Pine trees and fresh streams of all sizes inhabit the valley of Fuenfría in Madrid. The mountain pass of Fuenfría proudly stands in the south of Guadarrama, to the north of the valley and at an altitude of 1792 meters, marking the border between Madrid and Segovia. To the south, we will find Cercedilla, a place of great historical renown. No matter where we are headed to, walking through this valley constitutes a journey full of poetry and history. Besides, it is perfect for families.
One of the most remarkable aspects of the valley of Fuenfría is related to its Roman past, whose ancient traces we can still follow. In fact, its old Roman road is one of the main paths that will guide us through the valley. It was originally built as a means to connect Titulcia with Segovia, and nowadays it is simply a beautiful cobbled road. There are four Roman bridges that complement these traces from another time, and they were built to cross the creeks which wind through the valley.
Water finds a different means of expression here, shaping the natural pools of the park of Las Berceas. In this setting, the most adventurer travelers will be able to enjoy a series of fun activities, like climbing or zip lines, which are considerably popular in Madrid.
Another popular spot in the area is the small—yet picturesque—waterfall in the creek of La Navazuela. Over time, it became better known as La Ducha de los Alemanes: “the shower of the German”. Nature and history intersect in this place too. In the early 20th century, a few German people became the first mountaineers of Madrid’s mountain range, and they used this waterfall to freshen up. The rumors of their activities soon spread throughout the valley, which is also crossed by one of the many paths of the Way to Santiago.

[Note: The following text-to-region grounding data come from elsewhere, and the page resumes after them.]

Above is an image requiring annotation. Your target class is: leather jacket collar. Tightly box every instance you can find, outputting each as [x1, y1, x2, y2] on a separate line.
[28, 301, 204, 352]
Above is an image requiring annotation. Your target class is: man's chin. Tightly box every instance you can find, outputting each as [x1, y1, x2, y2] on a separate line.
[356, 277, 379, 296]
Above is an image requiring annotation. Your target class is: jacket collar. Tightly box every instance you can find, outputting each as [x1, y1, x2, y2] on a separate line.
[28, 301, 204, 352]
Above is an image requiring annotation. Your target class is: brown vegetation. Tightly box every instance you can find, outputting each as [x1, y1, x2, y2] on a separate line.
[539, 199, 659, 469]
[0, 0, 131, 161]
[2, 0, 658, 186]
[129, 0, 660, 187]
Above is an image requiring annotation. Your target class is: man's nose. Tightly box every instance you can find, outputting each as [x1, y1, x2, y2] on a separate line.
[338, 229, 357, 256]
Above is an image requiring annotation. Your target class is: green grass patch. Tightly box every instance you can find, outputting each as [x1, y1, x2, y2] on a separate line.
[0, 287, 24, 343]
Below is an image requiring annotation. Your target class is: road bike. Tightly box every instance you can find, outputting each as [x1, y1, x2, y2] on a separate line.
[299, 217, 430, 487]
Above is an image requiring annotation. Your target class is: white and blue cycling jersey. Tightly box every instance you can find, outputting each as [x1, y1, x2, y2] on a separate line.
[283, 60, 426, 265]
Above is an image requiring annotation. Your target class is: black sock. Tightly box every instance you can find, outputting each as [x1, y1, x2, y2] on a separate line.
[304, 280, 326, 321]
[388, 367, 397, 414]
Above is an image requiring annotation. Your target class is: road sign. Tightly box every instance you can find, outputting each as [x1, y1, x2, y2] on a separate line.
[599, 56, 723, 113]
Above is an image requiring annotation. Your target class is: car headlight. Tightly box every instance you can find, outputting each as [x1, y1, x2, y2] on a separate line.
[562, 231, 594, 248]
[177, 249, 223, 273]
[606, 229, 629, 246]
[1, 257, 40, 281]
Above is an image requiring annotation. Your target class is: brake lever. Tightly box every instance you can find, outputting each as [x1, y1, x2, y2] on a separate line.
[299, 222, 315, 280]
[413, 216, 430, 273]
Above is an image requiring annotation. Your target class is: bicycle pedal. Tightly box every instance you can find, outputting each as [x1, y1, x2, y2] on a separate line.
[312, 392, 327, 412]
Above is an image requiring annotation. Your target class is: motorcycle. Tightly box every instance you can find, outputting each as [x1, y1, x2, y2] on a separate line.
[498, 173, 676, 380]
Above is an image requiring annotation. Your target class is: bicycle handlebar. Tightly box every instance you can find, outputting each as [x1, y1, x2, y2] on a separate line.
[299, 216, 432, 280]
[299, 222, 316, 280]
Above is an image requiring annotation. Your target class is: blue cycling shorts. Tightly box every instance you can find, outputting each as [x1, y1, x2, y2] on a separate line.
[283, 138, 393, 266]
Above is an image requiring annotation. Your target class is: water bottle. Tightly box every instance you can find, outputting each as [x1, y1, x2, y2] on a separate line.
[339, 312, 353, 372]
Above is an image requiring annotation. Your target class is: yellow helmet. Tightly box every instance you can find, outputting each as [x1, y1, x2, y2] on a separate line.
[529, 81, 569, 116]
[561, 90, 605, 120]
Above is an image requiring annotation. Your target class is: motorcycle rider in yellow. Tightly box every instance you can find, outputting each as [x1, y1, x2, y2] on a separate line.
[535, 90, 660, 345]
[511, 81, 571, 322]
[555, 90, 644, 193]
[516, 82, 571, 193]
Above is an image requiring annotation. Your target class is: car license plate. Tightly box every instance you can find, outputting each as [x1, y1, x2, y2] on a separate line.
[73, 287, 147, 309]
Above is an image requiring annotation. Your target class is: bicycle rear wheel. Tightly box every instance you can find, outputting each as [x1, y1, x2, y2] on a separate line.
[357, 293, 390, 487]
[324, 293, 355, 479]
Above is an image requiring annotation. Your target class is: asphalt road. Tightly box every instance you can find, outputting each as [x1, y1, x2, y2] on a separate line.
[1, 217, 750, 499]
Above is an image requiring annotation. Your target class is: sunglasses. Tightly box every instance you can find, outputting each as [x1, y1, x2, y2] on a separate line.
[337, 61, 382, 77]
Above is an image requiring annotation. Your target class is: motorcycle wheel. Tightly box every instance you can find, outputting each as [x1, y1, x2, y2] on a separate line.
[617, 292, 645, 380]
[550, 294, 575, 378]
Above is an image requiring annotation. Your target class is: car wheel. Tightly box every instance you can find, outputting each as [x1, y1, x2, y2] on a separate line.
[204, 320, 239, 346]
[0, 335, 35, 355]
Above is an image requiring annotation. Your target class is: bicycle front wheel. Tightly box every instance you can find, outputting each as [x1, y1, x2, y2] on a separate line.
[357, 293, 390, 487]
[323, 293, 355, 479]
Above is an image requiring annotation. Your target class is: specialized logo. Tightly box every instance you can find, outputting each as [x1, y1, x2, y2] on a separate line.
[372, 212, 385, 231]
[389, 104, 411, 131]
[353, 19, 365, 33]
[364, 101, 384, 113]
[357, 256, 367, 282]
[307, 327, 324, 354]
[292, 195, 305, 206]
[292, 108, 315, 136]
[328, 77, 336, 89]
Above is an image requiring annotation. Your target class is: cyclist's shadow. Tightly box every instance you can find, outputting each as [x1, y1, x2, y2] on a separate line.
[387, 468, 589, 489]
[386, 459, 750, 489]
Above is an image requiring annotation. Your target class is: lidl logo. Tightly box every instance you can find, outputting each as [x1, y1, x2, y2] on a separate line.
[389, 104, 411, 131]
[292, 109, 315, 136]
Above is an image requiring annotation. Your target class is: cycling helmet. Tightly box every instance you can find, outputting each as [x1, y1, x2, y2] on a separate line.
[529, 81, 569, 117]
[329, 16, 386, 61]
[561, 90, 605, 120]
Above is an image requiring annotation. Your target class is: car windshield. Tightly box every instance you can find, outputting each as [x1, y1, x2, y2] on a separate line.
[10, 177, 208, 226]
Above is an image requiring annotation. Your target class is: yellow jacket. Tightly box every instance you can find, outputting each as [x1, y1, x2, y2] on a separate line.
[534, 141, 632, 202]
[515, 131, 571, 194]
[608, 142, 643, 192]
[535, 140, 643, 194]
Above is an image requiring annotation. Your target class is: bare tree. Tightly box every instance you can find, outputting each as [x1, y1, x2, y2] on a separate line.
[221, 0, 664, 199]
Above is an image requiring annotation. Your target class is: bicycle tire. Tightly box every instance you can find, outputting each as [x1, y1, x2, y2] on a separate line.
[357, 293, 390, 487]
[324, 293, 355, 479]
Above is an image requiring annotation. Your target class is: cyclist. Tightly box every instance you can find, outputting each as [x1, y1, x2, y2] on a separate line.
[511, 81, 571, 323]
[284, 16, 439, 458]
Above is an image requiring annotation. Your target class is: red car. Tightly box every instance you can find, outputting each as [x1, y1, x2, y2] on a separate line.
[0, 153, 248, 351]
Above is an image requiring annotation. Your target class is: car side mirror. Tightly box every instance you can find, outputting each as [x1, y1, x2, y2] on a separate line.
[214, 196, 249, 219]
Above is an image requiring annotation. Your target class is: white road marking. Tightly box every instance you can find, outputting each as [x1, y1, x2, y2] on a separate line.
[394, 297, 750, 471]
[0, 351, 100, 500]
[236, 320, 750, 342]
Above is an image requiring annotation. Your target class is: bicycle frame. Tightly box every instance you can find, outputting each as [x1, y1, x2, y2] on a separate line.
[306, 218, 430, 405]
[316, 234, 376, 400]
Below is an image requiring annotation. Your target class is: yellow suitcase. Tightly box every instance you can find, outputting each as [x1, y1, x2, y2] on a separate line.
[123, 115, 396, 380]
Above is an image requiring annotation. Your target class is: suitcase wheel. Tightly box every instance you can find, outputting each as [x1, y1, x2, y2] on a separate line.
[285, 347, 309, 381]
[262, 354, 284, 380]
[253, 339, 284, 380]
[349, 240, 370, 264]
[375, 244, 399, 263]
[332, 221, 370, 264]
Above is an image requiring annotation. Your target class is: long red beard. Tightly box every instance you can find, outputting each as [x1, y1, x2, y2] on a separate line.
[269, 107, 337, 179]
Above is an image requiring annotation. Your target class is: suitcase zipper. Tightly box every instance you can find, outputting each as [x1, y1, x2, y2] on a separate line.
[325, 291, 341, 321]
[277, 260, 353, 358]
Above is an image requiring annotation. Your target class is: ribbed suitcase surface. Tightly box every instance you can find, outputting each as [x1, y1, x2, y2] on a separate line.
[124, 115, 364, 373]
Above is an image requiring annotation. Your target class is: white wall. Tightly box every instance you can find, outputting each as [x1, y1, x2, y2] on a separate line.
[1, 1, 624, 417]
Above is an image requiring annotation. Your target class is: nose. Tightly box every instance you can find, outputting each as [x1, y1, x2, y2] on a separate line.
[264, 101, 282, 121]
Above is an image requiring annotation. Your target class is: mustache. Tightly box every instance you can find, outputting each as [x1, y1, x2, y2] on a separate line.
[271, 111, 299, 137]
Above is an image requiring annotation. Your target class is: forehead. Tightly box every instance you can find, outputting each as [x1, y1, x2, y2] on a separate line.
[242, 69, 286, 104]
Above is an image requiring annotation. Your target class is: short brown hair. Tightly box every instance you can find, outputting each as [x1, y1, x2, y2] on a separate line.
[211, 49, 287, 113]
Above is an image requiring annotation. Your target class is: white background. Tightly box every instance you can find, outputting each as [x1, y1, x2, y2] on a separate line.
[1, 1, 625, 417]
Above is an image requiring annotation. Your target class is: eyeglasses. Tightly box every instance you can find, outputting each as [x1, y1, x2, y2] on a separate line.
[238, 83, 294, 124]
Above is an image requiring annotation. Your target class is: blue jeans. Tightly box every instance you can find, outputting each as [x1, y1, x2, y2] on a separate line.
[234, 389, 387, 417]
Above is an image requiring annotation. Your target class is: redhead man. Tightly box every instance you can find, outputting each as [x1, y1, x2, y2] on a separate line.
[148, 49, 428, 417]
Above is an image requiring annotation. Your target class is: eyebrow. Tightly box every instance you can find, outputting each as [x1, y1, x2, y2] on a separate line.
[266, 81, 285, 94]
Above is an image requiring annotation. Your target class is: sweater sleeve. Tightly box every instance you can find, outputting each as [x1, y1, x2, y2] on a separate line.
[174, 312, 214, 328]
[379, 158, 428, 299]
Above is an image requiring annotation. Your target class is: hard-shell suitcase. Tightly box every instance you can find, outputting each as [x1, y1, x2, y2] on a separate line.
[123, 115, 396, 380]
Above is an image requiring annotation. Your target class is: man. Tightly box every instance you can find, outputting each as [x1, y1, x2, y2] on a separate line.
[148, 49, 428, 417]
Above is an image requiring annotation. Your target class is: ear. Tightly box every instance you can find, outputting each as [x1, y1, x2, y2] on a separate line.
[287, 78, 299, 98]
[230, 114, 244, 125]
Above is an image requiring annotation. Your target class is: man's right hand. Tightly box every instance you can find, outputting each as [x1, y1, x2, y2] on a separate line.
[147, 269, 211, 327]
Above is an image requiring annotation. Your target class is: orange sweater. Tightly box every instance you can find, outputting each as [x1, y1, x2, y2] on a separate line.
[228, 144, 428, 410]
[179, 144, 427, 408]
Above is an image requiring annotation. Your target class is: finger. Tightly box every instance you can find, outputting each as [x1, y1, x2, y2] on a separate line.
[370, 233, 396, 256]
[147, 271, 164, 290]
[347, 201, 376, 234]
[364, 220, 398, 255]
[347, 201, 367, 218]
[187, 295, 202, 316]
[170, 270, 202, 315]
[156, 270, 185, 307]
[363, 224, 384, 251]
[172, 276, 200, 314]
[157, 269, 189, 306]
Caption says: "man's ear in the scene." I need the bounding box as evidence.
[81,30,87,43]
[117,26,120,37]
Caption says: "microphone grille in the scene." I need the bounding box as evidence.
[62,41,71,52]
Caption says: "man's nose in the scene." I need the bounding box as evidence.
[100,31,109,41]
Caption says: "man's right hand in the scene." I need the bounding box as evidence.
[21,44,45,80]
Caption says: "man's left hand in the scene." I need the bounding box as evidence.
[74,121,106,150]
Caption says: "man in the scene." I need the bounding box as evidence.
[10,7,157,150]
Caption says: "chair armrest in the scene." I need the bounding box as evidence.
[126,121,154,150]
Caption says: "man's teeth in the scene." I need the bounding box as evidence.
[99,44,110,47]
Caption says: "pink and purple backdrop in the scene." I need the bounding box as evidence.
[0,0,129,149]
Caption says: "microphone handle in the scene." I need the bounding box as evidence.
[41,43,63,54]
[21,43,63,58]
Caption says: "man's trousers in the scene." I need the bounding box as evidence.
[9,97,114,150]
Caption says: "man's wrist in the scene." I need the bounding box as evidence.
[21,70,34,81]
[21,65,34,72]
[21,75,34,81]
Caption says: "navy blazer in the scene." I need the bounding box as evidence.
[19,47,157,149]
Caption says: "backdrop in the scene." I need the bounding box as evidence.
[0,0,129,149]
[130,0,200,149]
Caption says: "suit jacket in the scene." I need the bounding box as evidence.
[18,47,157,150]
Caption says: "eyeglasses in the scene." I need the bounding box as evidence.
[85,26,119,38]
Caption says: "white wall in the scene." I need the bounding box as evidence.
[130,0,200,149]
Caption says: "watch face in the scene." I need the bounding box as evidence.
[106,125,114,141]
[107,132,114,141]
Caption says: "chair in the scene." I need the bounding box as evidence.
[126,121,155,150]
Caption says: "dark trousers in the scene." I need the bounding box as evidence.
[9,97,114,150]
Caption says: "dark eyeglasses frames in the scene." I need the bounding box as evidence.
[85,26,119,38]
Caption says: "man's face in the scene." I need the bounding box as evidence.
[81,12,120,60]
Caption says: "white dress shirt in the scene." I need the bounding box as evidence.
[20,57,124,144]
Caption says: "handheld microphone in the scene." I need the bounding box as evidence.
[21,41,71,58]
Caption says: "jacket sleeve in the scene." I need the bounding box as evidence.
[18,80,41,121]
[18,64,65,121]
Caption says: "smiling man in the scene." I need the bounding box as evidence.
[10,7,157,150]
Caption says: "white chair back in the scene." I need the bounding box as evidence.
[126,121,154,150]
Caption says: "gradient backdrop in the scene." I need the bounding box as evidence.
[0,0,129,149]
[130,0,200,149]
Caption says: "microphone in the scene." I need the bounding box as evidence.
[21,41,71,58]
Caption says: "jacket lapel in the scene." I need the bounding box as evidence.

This corner is full of fascinating stories. There was another German man, Eduardo Schmidt, who put so much effort into exploring and taking care of this place, that now he has his own path: the path of Schmidt. Famous Spanish author Camilo José Cela even wrote about it in one of his most popular books: Viaje a la Alcarria.
Cela himself has a corner in the valley of Fuenfría. In fact, there is a sundial with its name on it on the route connecting the lookouts of different poets. However, Camilo José Cela is not the only Nobel Prize winner here. Vicente Aleixandre is also immortalized here, since his verses immortalized the mountain range of Madrid, and we can read his words on the rocks of the lookout named after him.
We will mention one last poetic figure: Spanish poet Luis Rosales, whose love for this place was strong enough for him to live here. Indeed, in the early 60s, Rosales lived in Cercedilla, a municipality in the mountain range of Guadarrama. He would eventually come back to spend his last days here. The valley can be admired in all its glory from these perspectives.